For a more complete discussion, see "Estate Planning Solutions to The Problem of Highly Appreciated Stocks" by Howard Zaritsky, pp. 28 et seq., delivered at the 1996 Southeastern Regional Meeting of the American College of Trust and Estate Counsel, and "Can You Use a Tax Basis Revocable Trust?" by Paul M. Fletcher in The Practical Lawyer, Summer 1994 Issue at p. 60.

27. Coordination of Tax Apportionment Between Will and Trust.

The provisions of a pour-over will and of the revocable trust into which it pours must be carefully coordinated as to payment of debts, expenses and taxes. The executor should be authorized to obtain needed liquidity from the trustee, and the trustee should be directed to provide the same.
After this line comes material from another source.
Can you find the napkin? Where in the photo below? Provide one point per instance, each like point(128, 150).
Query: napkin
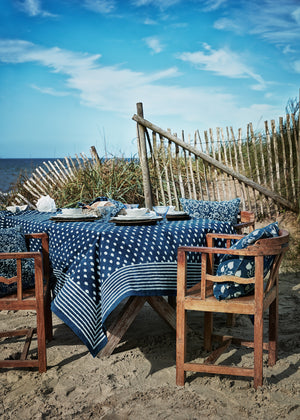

28. Local Authority to Tax Income of a Trust.

According to D.C. Code
§47-1809.1, if the creator of a trust was at the time the trust was created domiciled within D.C., the trust is a resident trust. This suggests that if a D.C. resident establishes a lifetime revocable trust and during his life or at or after his death an out-of-state fiduciary, e.g., non-resident bank, becomes trustee, the trust is nevertheless resident in D.C. for the income tax purposes. Forever. The only test for trust residency for D.C. tax purposes in the D.C. statute is residency of the settlor at the time the trust was created. Query whether this makes sense, or could be legal, if all other indicia of trust domicile are outside of D.C., e.g., after the settlor has died, the trust is administered in California by a San Francisco bank for the benefit of California beneficiaries with no D.C. assets or other nexus? §47-1809.2 of the D.C. Code expressly provides that "the residence or situs of the fiduciary shall not control the classification of estates and trusts as resident or nonresident under the provisions of §47-1809.1." (Emphasis added) In D.C. the tax rates applicable to individuals apply to trusts, i.e.:
< $10,000 --- 6% of taxable income
$10,000-$20,000 --- $600 plus 8% of the excess over $10,000
> $20,000 --- $1,400 plus 9.5% of the excess over $20,000

In Code of Virginia §58.1-302 a resident trust for tax purposes is defined as either:

  • a trust created by a person domiciled in Virginia; or
  • a trust being administered in Virginia.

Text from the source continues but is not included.